Monday 8
Public Health Issues A (submitted papers)

› 9:30 - 10:00 (30min)
› 127
Sorting out patients and diseases in early XIXth century Paris. An historical account of how medicine met its subject.
Antoine Ermakoff  1@  
1 : Laboratoire de Philosophie et d'Histoire des Sciences  (Sphère)
CNRS : UMR7219, Université Paris VII - Paris Diderot

This paper focuses on the study of the Conseil Général des Hospices Civils de Paris in the early nineteenth century, the biggest hospital institution in western Europe of the time, ruling all Parisian relief systems precisely when French medicine was experiencing the rise of the “Paris school of medicine” (E.H. Ackerknecht (1967), Medicine at the Paris Hospital, 1798-1848; M. Foucault (1963), Naissance de la clinique).

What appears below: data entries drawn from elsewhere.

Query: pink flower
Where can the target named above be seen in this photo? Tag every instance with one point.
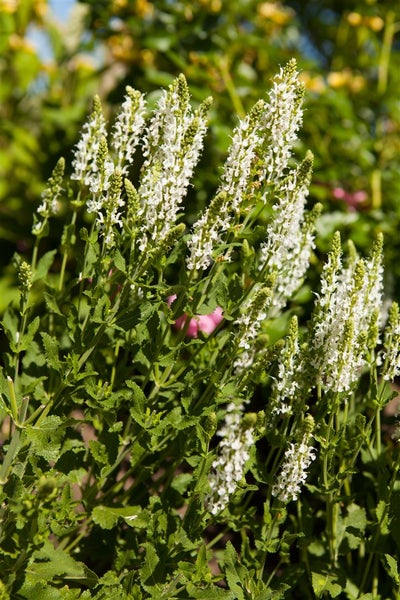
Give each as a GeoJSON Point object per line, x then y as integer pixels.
{"type": "Point", "coordinates": [204, 323]}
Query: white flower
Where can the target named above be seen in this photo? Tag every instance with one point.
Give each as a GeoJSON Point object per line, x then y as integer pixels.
{"type": "Point", "coordinates": [248, 326]}
{"type": "Point", "coordinates": [293, 474]}
{"type": "Point", "coordinates": [85, 155]}
{"type": "Point", "coordinates": [290, 235]}
{"type": "Point", "coordinates": [282, 120]}
{"type": "Point", "coordinates": [298, 457]}
{"type": "Point", "coordinates": [172, 146]}
{"type": "Point", "coordinates": [127, 129]}
{"type": "Point", "coordinates": [346, 317]}
{"type": "Point", "coordinates": [391, 355]}
{"type": "Point", "coordinates": [229, 467]}
{"type": "Point", "coordinates": [285, 386]}
{"type": "Point", "coordinates": [259, 154]}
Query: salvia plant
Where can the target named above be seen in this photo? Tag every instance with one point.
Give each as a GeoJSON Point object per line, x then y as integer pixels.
{"type": "Point", "coordinates": [176, 422]}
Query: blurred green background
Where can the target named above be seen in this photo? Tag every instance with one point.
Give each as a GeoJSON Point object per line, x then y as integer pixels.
{"type": "Point", "coordinates": [54, 56]}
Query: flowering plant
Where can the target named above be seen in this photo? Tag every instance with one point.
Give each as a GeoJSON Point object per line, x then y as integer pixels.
{"type": "Point", "coordinates": [172, 427]}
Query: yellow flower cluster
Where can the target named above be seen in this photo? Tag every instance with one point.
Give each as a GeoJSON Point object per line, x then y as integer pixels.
{"type": "Point", "coordinates": [372, 22]}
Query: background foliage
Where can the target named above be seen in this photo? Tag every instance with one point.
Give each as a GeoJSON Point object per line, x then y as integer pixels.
{"type": "Point", "coordinates": [348, 53]}
{"type": "Point", "coordinates": [349, 56]}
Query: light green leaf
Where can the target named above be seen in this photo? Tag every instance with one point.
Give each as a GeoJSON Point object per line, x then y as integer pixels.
{"type": "Point", "coordinates": [119, 261]}
{"type": "Point", "coordinates": [46, 438]}
{"type": "Point", "coordinates": [50, 563]}
{"type": "Point", "coordinates": [392, 567]}
{"type": "Point", "coordinates": [50, 345]}
{"type": "Point", "coordinates": [107, 517]}
{"type": "Point", "coordinates": [44, 265]}
{"type": "Point", "coordinates": [326, 583]}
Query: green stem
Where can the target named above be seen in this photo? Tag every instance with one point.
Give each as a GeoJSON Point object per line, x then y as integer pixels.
{"type": "Point", "coordinates": [65, 257]}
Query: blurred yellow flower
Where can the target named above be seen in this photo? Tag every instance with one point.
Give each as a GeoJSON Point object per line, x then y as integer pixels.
{"type": "Point", "coordinates": [144, 8]}
{"type": "Point", "coordinates": [357, 83]}
{"type": "Point", "coordinates": [214, 6]}
{"type": "Point", "coordinates": [119, 4]}
{"type": "Point", "coordinates": [346, 78]}
{"type": "Point", "coordinates": [375, 23]}
{"type": "Point", "coordinates": [337, 79]}
{"type": "Point", "coordinates": [8, 6]}
{"type": "Point", "coordinates": [40, 8]}
{"type": "Point", "coordinates": [354, 19]}
{"type": "Point", "coordinates": [275, 12]}
{"type": "Point", "coordinates": [17, 42]}
{"type": "Point", "coordinates": [312, 83]}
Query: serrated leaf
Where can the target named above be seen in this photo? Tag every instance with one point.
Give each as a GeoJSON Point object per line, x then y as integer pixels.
{"type": "Point", "coordinates": [392, 567]}
{"type": "Point", "coordinates": [119, 261]}
{"type": "Point", "coordinates": [27, 338]}
{"type": "Point", "coordinates": [44, 264]}
{"type": "Point", "coordinates": [150, 563]}
{"type": "Point", "coordinates": [46, 438]}
{"type": "Point", "coordinates": [210, 593]}
{"type": "Point", "coordinates": [50, 345]}
{"type": "Point", "coordinates": [233, 571]}
{"type": "Point", "coordinates": [326, 583]}
{"type": "Point", "coordinates": [107, 517]}
{"type": "Point", "coordinates": [138, 404]}
{"type": "Point", "coordinates": [50, 563]}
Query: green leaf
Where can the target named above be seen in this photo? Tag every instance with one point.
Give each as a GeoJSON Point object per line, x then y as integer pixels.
{"type": "Point", "coordinates": [46, 438]}
{"type": "Point", "coordinates": [392, 567]}
{"type": "Point", "coordinates": [43, 266]}
{"type": "Point", "coordinates": [50, 563]}
{"type": "Point", "coordinates": [327, 583]}
{"type": "Point", "coordinates": [138, 404]}
{"type": "Point", "coordinates": [107, 517]}
{"type": "Point", "coordinates": [51, 345]}
{"type": "Point", "coordinates": [27, 338]}
{"type": "Point", "coordinates": [233, 571]}
{"type": "Point", "coordinates": [119, 261]}
{"type": "Point", "coordinates": [150, 564]}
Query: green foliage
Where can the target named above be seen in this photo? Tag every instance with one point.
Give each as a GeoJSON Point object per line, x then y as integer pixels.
{"type": "Point", "coordinates": [165, 430]}
{"type": "Point", "coordinates": [115, 400]}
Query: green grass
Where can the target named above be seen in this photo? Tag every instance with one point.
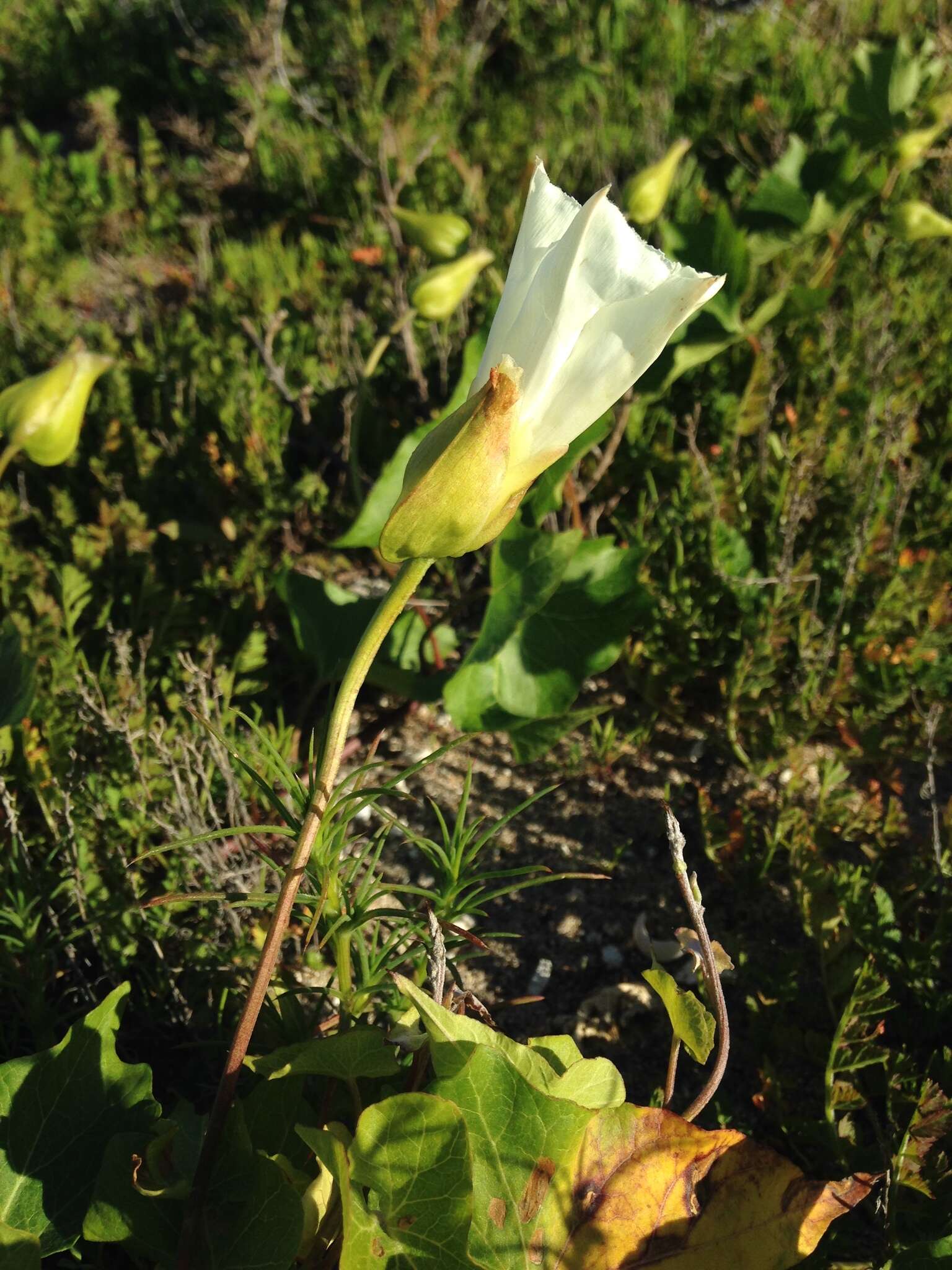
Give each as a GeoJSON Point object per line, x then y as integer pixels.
{"type": "Point", "coordinates": [216, 219]}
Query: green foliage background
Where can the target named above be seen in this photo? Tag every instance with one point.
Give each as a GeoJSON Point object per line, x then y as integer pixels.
{"type": "Point", "coordinates": [202, 191]}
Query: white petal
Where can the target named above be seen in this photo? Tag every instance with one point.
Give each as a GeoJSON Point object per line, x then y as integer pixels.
{"type": "Point", "coordinates": [615, 349]}
{"type": "Point", "coordinates": [547, 215]}
{"type": "Point", "coordinates": [598, 260]}
{"type": "Point", "coordinates": [557, 308]}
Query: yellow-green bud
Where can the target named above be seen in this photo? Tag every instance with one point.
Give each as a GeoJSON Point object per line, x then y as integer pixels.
{"type": "Point", "coordinates": [441, 291]}
{"type": "Point", "coordinates": [913, 146]}
{"type": "Point", "coordinates": [646, 192]}
{"type": "Point", "coordinates": [461, 488]}
{"type": "Point", "coordinates": [442, 234]}
{"type": "Point", "coordinates": [42, 415]}
{"type": "Point", "coordinates": [915, 220]}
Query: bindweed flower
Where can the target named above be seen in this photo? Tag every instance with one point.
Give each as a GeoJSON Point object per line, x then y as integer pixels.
{"type": "Point", "coordinates": [587, 308]}
{"type": "Point", "coordinates": [648, 191]}
{"type": "Point", "coordinates": [914, 220]}
{"type": "Point", "coordinates": [442, 234]}
{"type": "Point", "coordinates": [441, 291]}
{"type": "Point", "coordinates": [42, 415]}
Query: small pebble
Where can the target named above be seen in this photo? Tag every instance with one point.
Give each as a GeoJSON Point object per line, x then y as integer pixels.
{"type": "Point", "coordinates": [541, 975]}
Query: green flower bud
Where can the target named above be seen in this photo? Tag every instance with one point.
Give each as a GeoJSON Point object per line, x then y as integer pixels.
{"type": "Point", "coordinates": [912, 146]}
{"type": "Point", "coordinates": [441, 291]}
{"type": "Point", "coordinates": [461, 487]}
{"type": "Point", "coordinates": [914, 220]}
{"type": "Point", "coordinates": [646, 192]}
{"type": "Point", "coordinates": [442, 234]}
{"type": "Point", "coordinates": [42, 415]}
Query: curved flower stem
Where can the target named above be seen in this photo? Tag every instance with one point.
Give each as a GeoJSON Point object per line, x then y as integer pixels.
{"type": "Point", "coordinates": [403, 587]}
{"type": "Point", "coordinates": [7, 456]}
{"type": "Point", "coordinates": [712, 975]}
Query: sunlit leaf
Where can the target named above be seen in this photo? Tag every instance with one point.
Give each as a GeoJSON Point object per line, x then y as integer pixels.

Through it, it aims to show that the sorting out of hospital patients, and decisions about who was to benefit from various treatments, belong not only to physicians on medical grounds. The distinction between hospital and hospice, the creation of specialized hospitals for venereal and skin diseases or sick children, all crucial to the constitution of clinical medicine and its subsequent specialization had more compounded rationales. The outcome, highly propitious to physicians, can actually be seen as a mix of public health, economic and moral motives enforced by political authorities and administrators, as well as by physicians themselves. Supporting the same measures to sort out patients, but for diverging ends, doctors and administrators shaped hospital medicine.